This weekend marks the 300th anniversary of the Statute of Anne, widely considered to be the foundation of modern copyright law. The Statute, formally titled “An Act for the Encouragement of Learning,” is often praised for placing intellectual property rights in the hands of individual authors and ushering in the era of public interest copyright law. In reality, however, the law’s most lasting legacy has been the misguided proposition that “the Encouragement of Learned Men to Compose and Write useful Books” cannot be accomplished without copyright: a system which restricts the flow and use of information, chills collaboration, and presupposes that property rights are necessary to encourage innovation.
The passage of the Statute represents the culmination of a centuries-long partnership between the monarchy and publishers, the effects of which continue to be felt today. In 16th century England, religious and political unrest, coupled with the proliferation of printed media, threatened to compromise the crown’s ability to control the masses. Queen Mary and King Philip engineered a clever media censorship scheme in response. In 1556 they struck a Machiavellian deal with the guild of London publishers: the publishers would cooperate with the crown to prevent the publication of undesirable works, and in exchange, the crown would grant them a monopoly over intellectual property rights and the power to destroy unlawful books and presses.
By the end of the 17th century, this partnership lapsed, threatening the publishers’ monopoly. The publishers tried repeatedly to reinstitute the scheme, but amidst the growing importance of the electorate and an increasing hostility to private monopolies, all their efforts failed. The publishers had to change their strategy. If they were unable to reestablish copyright all for themselves, the next best thing for them would be to assign property rights directly to authors, who, unable to print and distribute their works on their own, would have no choice but to contract with the publishers. Publishers could then bargain with the authors to get exclusive publication rights, in essence perpetuating their monopoly over books.
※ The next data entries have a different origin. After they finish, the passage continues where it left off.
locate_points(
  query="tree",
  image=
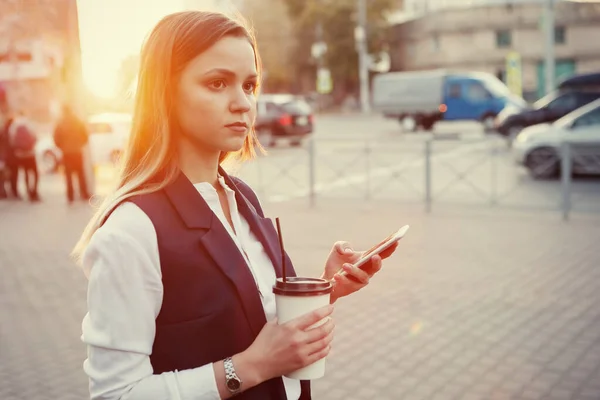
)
(338, 19)
(272, 27)
(128, 73)
(23, 22)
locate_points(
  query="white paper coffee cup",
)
(296, 297)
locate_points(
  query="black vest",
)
(211, 307)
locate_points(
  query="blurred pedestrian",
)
(71, 137)
(22, 141)
(180, 258)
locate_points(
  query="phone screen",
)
(381, 246)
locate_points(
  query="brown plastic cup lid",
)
(298, 286)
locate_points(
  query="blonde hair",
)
(150, 161)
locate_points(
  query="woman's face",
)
(215, 97)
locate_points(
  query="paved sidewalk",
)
(476, 304)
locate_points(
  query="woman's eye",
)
(249, 87)
(218, 84)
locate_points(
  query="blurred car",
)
(511, 120)
(538, 147)
(108, 136)
(282, 116)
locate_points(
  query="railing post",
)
(368, 170)
(494, 171)
(428, 143)
(565, 172)
(311, 171)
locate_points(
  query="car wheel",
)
(49, 162)
(543, 163)
(512, 133)
(488, 123)
(408, 124)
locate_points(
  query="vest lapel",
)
(196, 214)
(263, 228)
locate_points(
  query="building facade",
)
(40, 57)
(481, 37)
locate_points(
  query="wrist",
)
(248, 369)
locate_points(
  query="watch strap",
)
(231, 378)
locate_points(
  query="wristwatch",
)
(232, 381)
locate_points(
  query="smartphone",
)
(379, 247)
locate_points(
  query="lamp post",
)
(360, 36)
(549, 42)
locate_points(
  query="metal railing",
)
(427, 170)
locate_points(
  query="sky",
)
(110, 30)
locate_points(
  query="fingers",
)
(357, 273)
(303, 322)
(318, 333)
(343, 248)
(389, 251)
(319, 345)
(314, 357)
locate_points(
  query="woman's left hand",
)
(342, 256)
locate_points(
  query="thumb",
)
(343, 248)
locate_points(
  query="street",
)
(478, 303)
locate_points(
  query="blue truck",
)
(419, 99)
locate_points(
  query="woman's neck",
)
(198, 164)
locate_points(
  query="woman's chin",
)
(234, 145)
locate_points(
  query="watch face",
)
(233, 384)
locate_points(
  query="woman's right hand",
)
(281, 349)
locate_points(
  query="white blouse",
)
(124, 298)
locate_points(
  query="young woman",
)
(180, 258)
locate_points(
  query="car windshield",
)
(568, 119)
(296, 107)
(544, 101)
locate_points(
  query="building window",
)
(503, 38)
(435, 43)
(560, 35)
(454, 90)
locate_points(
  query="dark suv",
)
(547, 109)
(282, 116)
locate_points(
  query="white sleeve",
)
(124, 298)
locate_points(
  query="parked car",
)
(581, 82)
(282, 116)
(538, 147)
(420, 99)
(550, 108)
(108, 135)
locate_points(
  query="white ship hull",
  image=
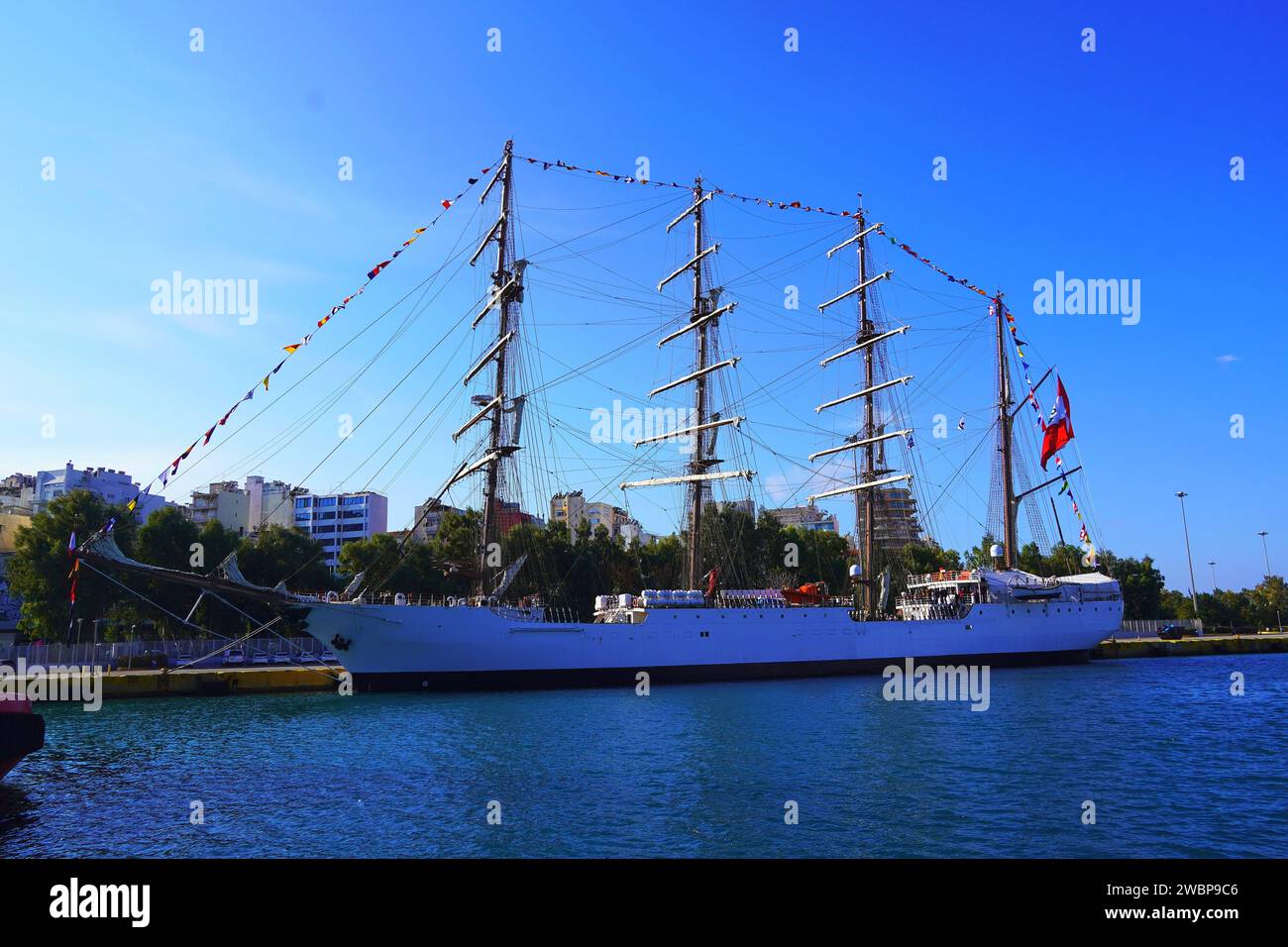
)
(462, 647)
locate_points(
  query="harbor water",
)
(1173, 764)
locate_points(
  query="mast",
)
(866, 333)
(1004, 419)
(506, 296)
(867, 482)
(698, 488)
(703, 320)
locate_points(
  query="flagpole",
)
(1004, 419)
(1194, 598)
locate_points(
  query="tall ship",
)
(720, 617)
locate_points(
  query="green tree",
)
(40, 566)
(281, 553)
(1141, 585)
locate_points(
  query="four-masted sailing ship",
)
(699, 631)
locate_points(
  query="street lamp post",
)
(1265, 551)
(1194, 596)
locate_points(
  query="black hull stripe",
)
(21, 733)
(684, 674)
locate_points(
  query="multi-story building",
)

With this goal in mind, the publishers convinced Parliament that the creation of strong intellectual property rights was essential to encourage the advancement of learning.
So the Statute of Anne was born, and on April 10, 1710, became law. The Statute of Anne, which, like modern copyright, granted exclusive rights directly to authors for limited terms, was intended by Parliament to promote “the Encouragement of Learned Men to Compose and Write useful Books.” Intellectual property, which restricts individuals’ use of each other’s ideas, had formerly always been conceived as a tool of censorship. That it was now suddenly championed as a tool to encourage information sharing denotes nothing less than a radical shift and is testament to the success of the publishers in convincing Parliament that no one does anything for free.
This unfounded presumption that is now so deeply ingrained in modern conceptions of intellectual property, is the unfortunate legacy of the Statute of Anne. Hence the misguided challenge posed to the FLOSS movement with frustrating frequency: How can Free Software possibly provide adequate incentives to developers in the absence of strong proprietary intellectual property rights? Of course, our model does work. The fundamental flaw informing this question lies not in the shortcomings of the collaborative innovation model, but in the ancient assumption that only property rights can provide an effective incentive to write and publish.